Prescriptive v. informative

    There would, however, be significant strategic differences. While the guidelines submitted by JNC 7 are prescriptive in nature, the European guidelines suggest focusing on better detection and control of the presence and/or progression of organ damage. Stratification for total cardiovascular risk (an extension of the 1999 WHO/ISH guidelines) involving risk factors such as blood cholesterol and sugar indicate the added risk in some group of subjects with "normal" or "high" blood pressure, providing approximate estimates of 10-year risk for CVD. The American guidelines do not recommend quantification of such risk.

    The type of diagnostic procedure to be employed also differs along continental lines. While the American recommendations tend to be simpler and less expensive, they may also be less adequate to detect end-organ damage. The ESH-ESC guidelines, on the other hand, may have more costly recommendations but provide a comprehensive evaluation of target-organ injury.

    The "prehypertension" category in JNC 7 unifies the previous categories of "high normal" and "normal," where nonpharmacologic intervention is recommended. The ESH-ESC group retains the category "high normal," where an assessment of high total risk in this category necessitates antihypertensive drug treatment while moderate risk suggests only lifestyle changes.


Not just water

    The JNC 7 guidelines recommend a diuretic for most hypertensive patients, alone or in combination with the other major classes of antihypertensives. The European version, however, states that diuretics, beta-blockers, calcium antagonists, ACE inhibitors, or angiotensin-receptor blockers are all suitable for initiation and maintenance of therapy. Large-scale trials were cited showing all could achieve cardiovascular protection in hypertensive patients. Likewise, most comparison trials show no difference in primary outcome between conventional treatment (i.e., diuretics + beta blockers) and the newer drugs. There was also concern regarding diuretic-induced glucose intolerance and low serum protein levels accompanying long-term diuretic treatment.


Arbitrary numbers

    In actual clinical practice, however, what matter to the clinician are not "arbitrary levels of blood pressure defining normotension from hypertension," but the patient requiring medical care whose treatment needs to be individualized, says noted cardiologist Homobono Calleja, director emeritus of the St. Luke's Medical Center Heart Institute. Said Calleja: "The dividing line between normal blood pressure and elevated blood pressure remains unclear. The arbitrary levels define subjects who have increased risk for cardiovascular events and/or who will benefit receiving medical treatment…but the levels of BP are arrived at not from pathophysiological data."

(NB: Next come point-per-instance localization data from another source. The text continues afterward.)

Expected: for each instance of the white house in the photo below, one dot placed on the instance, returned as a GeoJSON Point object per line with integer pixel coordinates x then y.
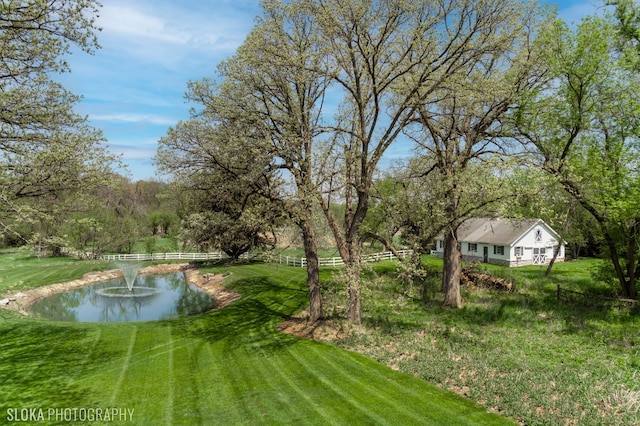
{"type": "Point", "coordinates": [509, 242]}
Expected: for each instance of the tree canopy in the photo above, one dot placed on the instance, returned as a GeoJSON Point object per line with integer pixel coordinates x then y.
{"type": "Point", "coordinates": [48, 153]}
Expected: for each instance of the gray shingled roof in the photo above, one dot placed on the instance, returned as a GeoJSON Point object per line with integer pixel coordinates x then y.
{"type": "Point", "coordinates": [494, 231]}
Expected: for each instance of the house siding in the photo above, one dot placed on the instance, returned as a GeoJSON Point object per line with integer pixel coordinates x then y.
{"type": "Point", "coordinates": [537, 245]}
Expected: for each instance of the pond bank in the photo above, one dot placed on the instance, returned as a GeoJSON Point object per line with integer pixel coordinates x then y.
{"type": "Point", "coordinates": [21, 301]}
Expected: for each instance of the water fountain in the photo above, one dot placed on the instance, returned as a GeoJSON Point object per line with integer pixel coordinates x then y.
{"type": "Point", "coordinates": [130, 274]}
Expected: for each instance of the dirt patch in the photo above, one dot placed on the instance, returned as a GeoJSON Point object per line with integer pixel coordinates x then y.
{"type": "Point", "coordinates": [325, 330]}
{"type": "Point", "coordinates": [209, 283]}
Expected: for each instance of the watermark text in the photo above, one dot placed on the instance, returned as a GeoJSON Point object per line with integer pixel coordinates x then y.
{"type": "Point", "coordinates": [70, 414]}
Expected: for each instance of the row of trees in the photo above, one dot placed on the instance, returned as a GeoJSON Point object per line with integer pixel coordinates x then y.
{"type": "Point", "coordinates": [491, 93]}
{"type": "Point", "coordinates": [58, 187]}
{"type": "Point", "coordinates": [503, 104]}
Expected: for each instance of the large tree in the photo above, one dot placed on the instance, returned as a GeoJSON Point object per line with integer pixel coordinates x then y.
{"type": "Point", "coordinates": [583, 128]}
{"type": "Point", "coordinates": [460, 123]}
{"type": "Point", "coordinates": [47, 151]}
{"type": "Point", "coordinates": [271, 98]}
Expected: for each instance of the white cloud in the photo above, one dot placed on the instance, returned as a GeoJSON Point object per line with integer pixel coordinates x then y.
{"type": "Point", "coordinates": [134, 118]}
{"type": "Point", "coordinates": [131, 150]}
{"type": "Point", "coordinates": [161, 22]}
{"type": "Point", "coordinates": [573, 14]}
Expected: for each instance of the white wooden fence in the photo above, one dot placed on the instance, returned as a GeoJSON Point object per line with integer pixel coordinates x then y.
{"type": "Point", "coordinates": [285, 260]}
{"type": "Point", "coordinates": [164, 256]}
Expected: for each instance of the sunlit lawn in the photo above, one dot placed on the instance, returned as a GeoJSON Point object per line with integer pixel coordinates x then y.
{"type": "Point", "coordinates": [521, 354]}
{"type": "Point", "coordinates": [226, 367]}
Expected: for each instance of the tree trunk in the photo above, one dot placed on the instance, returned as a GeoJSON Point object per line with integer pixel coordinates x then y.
{"type": "Point", "coordinates": [451, 271]}
{"type": "Point", "coordinates": [354, 281]}
{"type": "Point", "coordinates": [553, 260]}
{"type": "Point", "coordinates": [313, 272]}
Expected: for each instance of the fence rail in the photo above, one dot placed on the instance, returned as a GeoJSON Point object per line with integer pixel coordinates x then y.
{"type": "Point", "coordinates": [590, 300]}
{"type": "Point", "coordinates": [284, 260]}
{"type": "Point", "coordinates": [164, 256]}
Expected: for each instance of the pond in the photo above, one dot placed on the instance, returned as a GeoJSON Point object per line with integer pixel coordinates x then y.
{"type": "Point", "coordinates": [154, 297]}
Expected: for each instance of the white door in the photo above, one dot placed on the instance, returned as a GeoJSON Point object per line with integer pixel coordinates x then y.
{"type": "Point", "coordinates": [539, 256]}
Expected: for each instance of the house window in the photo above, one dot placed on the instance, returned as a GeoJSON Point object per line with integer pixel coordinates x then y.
{"type": "Point", "coordinates": [538, 235]}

    In properly managing patients, numbers are the least important, notes Calleja. "Every person has his magic number. What does it really mean when you say 129 is normal and you say 130 is abnormal? The level of blood pressure that is called hypertension is arbitrary. It has no scientific basis. They label it as hypertension when there are so many clusters of risk factors (comorbidities). But the number alone is not the essential thing."


Individualized management

    Therefore, the physician should uncover the underlying causes for elevated pressure and its associated cardiovascular risk factors, including organ damage. Explained Calleja "In both [JNC and ESH recommendations], there are difficulties and some controversies. In any biologic measure, the middle portion is normal. The ends may be normal or abnormal. You cannot predict the extremes. They may still be normal or abnormal. You can play with statistics, but that doesn't really pinpoint the patient that is in front of you."

    And it is the basic reason for individualizing treatment; there is a tendency to miss out on patients who might be treated inadequately.